Who is Xen 45 the right choice for?

Xen 45 is licensed and supported by NICE IPG612 for medically uncontrolled open-angle glaucoma in adults. Ideal candidacy:

  • Documented progression on visual field or OCT despite maximum tolerated medical therapy — or intolerance / non-adherence to topical medications.
  • Mid-target IOP goal (12-16 mmHg) — not the lowest-target operation; trabeculectomy is preferred where target IOP is under 12 mmHg.
  • Open angles — primary open-angle glaucoma, pseudoexfoliative glaucoma, pigmentary glaucoma; selected uveitic glaucoma in quiescent disease.
  • Reasonable conjunctival health — particularly in the superonasal quadrant where the bleb will sit; prior conjunctival surgery in this quadrant is a relative contraindication.
  • Phakic or pseudophakic — either is suitable; combined Xen + phaco is a common pathway where cataract co-exists.
  • Willing to commit to the structured first-year post-operative review schedule — day 1, week 1, week 2, month 1, month 3, month 6 and month 12.
  • Informed acceptance of the 20-35 per cent first-6-month bleb-needling rate — part of the expected pathway, not a failure.
  • Informed acceptance of the lifelong slightly elevated endophthalmitis risk — inherent to all bleb-forming surgery.

Xen 45 is not the right choice for: patients needing very low target IOPs (under 12 mmHg, where trabeculectomy with mitomycin C is usually preferred); patients with severely scarred conjunctiva in the superonasal quadrant from prior surgery; neovascular glaucoma (a tube shunt is usually preferred); active anterior segment inflammation; pregnancy (mitomycin C contraindication); patients unwilling to commit to the post-operative review and possible needling schedule; or patients with poor expectations of the operation as a 'one and done' procedure rather than the start of a structured 12-month pathway.

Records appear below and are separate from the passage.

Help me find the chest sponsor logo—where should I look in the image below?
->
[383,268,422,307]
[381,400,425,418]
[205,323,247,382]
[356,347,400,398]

NHS versus private Xen 45 access

The Xen 45 has been NHS-commissioned since the original NICE Interventional Procedure Guidance IPG612 (2018) and is available in NHS glaucoma services across the UK, although local provision varies by ICB and consultant preference. NHS waits for routine glaucoma surgery in 2026 are typically 12-30 weeks from glaucoma clinic decision to operate; for rapidly progressing or advanced glaucoma the urgency may be greater and NHS prioritisation faster.

The private pathway compresses the timeline to typically 1-3 weeks from initial consultation to consented operating date and offers continuity of named consultant care, the choice of operating surgeon, dedicated CQC theatre time, ring-fenced post-operative reviews including any required bleb needling under topical anaesthetic in clinic, and the option to combine Xen 45 with concurrent cataract surgery.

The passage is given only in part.